Virginia Raffaele, OLTRETUTTO, courtesy Danilo Bucchi

Nel cortile del Maxxi, un grande schermo proietta immagine dopo immagine, ritratto dopo ritratto. La straordinaria lente di Bucchi ci fa scorgere fin da subito le emozioni, gli stati d’animo e gli sguardi dei soggetti ritratti. Tutti hanno qualcosa da comunicare, qualcosa che prima dello scatto era rimasta sopita e appena impercettibile. L’atmosfera è carica di significato. Lo spettatore è affascinato, lo scorrere delle immagini lo paralizza, lo tiene lì; viene trascinato in un turbinio di emozioni contrastanti. Lo fa sentire parte integrante di un mondo che ci riguarda tutti e ci culla nella sua imperfezione.

Noi abbiamo incontrato Danilo Bucchi e abbiamo fatto con lui una piacevole chiacchierata.

Erano dieci anni che stavi sviluppando questo progetto, come ti è venuta l’idea di focalizzarti sul ritratto  e di farne poi una pubblicazione?

Io lavoro da sempre al metodo della fotografia e la ritrattistica è una cosa che mi ha sempre interessato. Ho sempre usato il segno, che in un certo senso è una ritrattistica interiore. Poi in un momento difficile della mia vita, dovevo fotografare una persona che sapevo che da lì a poco avrei perso e il  solo ritratto non mi bastava. La persona di cui parlo era mia madre. Ho capito che sapevo tutto di lei ma mi è venuta spontanea una domanda “io non so che disegni fa mia madre”. Lei ha disegnato dei fiori. E così ho scoperto che questa donna era piena di fiori dentro. Ho capito che fosse giusto andare oltre al ritratto; il ritratto è lo specchio dell’anima ma i disegni lo arricchiscono. Mi sono accorto di quanto le persone assomigliano ai disegni che hanno fatto. Sono dei veri e propri autoritratti. Io li chiamo ritratti dell’inconscio.

OLTRETUTTO courtesy Danilo Bucchi

E a proposito del fatto che sono presenti sia personaggi famosi che persone “comuni” cosa mi dici? Che poi per me è anche sbagliato definirle “ comuni”.

Infatti. Sono d’accordo. Sono tutti amici, il fatto che alcuni siano famosi e altri no, è un caso. Sono le persone che ho incontrato nella mia esistenza. 

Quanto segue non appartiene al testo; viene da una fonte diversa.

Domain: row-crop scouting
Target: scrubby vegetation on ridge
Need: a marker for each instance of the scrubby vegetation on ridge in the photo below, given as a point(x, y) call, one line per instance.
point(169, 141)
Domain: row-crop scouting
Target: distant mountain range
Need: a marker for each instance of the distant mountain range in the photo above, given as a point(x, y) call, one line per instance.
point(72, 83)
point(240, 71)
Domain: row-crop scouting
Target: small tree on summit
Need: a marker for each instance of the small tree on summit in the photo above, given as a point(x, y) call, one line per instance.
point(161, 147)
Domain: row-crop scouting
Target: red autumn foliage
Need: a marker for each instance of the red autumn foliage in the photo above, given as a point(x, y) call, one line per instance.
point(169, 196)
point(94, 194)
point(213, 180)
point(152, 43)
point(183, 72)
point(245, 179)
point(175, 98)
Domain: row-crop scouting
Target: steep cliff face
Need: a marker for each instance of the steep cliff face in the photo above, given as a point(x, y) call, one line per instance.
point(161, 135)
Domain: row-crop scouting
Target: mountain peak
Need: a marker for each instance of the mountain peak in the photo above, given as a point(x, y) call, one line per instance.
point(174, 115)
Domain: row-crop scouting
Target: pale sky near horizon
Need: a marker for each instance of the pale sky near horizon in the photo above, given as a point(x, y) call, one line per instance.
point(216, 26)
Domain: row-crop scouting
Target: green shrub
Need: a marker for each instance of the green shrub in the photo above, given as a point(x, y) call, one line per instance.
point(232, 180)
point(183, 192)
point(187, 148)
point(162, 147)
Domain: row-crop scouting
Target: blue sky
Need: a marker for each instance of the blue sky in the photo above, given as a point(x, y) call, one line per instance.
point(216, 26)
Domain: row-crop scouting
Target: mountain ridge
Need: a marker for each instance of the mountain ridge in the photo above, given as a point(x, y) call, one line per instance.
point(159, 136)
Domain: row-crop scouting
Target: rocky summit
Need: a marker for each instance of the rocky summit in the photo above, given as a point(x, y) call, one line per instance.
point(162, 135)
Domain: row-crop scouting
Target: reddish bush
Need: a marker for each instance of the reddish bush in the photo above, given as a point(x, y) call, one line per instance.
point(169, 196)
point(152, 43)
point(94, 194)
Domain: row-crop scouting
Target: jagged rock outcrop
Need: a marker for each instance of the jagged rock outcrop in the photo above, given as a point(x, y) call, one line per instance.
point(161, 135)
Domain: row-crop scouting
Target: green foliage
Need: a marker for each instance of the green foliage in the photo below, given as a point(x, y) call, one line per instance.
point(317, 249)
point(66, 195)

Forse alla base del tuo lavoro c’è anche l’intento che non importa il lavoro che facciamo o la celebrità che abbiamo, perché, alle fine, siamo tutti uguali.

Esatto. Infatti se ci fai caso nel libro non è specificata la professione. Ci sono solo i nomi sotto ad ogni ritratto. Questo significa proprio che siamo tutti uguali. Quello che conta è altro. Era proprio questo il senso del mio lavoro: Fare emergere l’interiorità, la verità, l’essenza di ognuno.

Alessandro Borghi, OLTRETUTTO, courtesy Danilo Bucchi

Hai collaborato tante volte con Achille Bonito Oliva, com’è stato collaborare con lui da fotografo piuttosto che da pittore?

Gli ho presentato il progetto e lui se ne è appassionato subito. Ha voluto darmi una mano. Ha scommesso su di me, mi ha dato fiducia come fotografo.  Infatti ho sicuramente spiazzato tutti. Le persone mi chiedono addirittura se ho cambiato in maniera irreversibile il mio stile e se mai tornerò alla pittura. Certo, non l’ho mai abbandonata. Ogni artista ha un amore parallelo a quello ufficiale, il mio è sempre stata la fotografia. La pittura è un linguaggio totalizzante, lascia pochissimo spazio ad altre discipline. Io l’ho lasciato libero per la fotografia. Per questo ci ho messo tanti anni. Lo facevo nei momenti “morti”. Piano piano. Senza darmi una scadenza. Poi è nato quello che vedi. 

Questa “storia” ci fa capire come, anche in un momento terribile come può essere quello in cui perdiamo la persona che ci ha generato, ci sia sempre spazio per la bellezza, per scoprire qualcosa di noi che prima non riuscivamo a scorgere. Come diceva Fabrizio de Andrè in Via del Campo “ dai diamanti non nasce niente, dal letame nascono i fiori…”.